Thanks for raising this issue - I can see how it must be quite worrying for you. It was was also discussed on our social media and in response our policy team have asked us to share the following statement with you:
Carers UK is very concerned at the guidance and we have been in touch with NHS England about it. It is a difficult and worrying time for families caring for relatives who are disabled or ill at present, particularly for those caring for people at the end of life. It is essential that NHS does not place additional responsibility on families unless they are willing to take on that role. If they are willing to take on this role, they must provide the right information, advice and back-up.
Michael, I’m of course aware of the pandemic, but surely end of life Continuing Healthcare should not have been abandoned so quickly. It’s very wrong.
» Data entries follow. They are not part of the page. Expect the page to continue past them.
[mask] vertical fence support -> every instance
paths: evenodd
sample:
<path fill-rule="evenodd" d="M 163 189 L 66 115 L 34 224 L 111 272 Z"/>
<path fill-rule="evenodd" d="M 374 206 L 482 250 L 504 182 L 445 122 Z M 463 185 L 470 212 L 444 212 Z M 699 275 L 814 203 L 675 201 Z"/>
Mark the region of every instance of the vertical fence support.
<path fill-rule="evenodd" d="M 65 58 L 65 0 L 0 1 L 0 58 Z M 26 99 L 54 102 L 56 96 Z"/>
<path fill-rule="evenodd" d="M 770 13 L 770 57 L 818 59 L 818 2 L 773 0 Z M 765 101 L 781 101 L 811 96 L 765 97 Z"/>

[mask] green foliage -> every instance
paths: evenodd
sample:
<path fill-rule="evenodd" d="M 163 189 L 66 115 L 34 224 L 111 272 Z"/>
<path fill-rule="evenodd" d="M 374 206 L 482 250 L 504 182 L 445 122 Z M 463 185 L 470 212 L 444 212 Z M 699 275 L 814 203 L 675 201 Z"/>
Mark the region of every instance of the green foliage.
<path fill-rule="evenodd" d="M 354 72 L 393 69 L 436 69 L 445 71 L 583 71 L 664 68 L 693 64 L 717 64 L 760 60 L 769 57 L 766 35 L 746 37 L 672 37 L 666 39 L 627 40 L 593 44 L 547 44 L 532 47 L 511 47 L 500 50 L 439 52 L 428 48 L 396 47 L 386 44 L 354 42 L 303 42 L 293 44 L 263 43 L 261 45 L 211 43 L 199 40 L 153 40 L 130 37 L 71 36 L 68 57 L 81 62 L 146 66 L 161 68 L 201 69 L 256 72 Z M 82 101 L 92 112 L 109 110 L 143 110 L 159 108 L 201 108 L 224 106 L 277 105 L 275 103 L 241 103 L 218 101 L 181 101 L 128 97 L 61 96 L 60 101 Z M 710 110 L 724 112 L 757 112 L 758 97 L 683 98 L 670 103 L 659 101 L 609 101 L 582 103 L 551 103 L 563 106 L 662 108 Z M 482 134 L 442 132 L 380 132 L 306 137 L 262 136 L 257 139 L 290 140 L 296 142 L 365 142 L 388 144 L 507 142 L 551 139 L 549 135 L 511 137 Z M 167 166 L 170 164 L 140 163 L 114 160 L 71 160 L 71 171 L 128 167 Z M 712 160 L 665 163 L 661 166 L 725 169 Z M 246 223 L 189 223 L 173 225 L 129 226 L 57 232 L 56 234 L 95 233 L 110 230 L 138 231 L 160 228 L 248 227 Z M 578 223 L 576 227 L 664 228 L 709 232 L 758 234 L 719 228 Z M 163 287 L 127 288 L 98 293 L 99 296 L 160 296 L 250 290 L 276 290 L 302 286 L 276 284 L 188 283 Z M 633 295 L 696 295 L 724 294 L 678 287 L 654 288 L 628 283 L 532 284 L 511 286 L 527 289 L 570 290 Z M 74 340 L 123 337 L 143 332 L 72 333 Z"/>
What happened to the Cradle to the Grave principle?
If those in hospital dying can have so many staff caring for them, why not the elderly?
Most of those at end of life needed skilled nursing, but there may be trained nurses who cannot fight Covid, my neighbour for example, but who could do some shifts with the elderly. The current rules are too vague, we need certainty. Especially as nursing homes are full of Covid.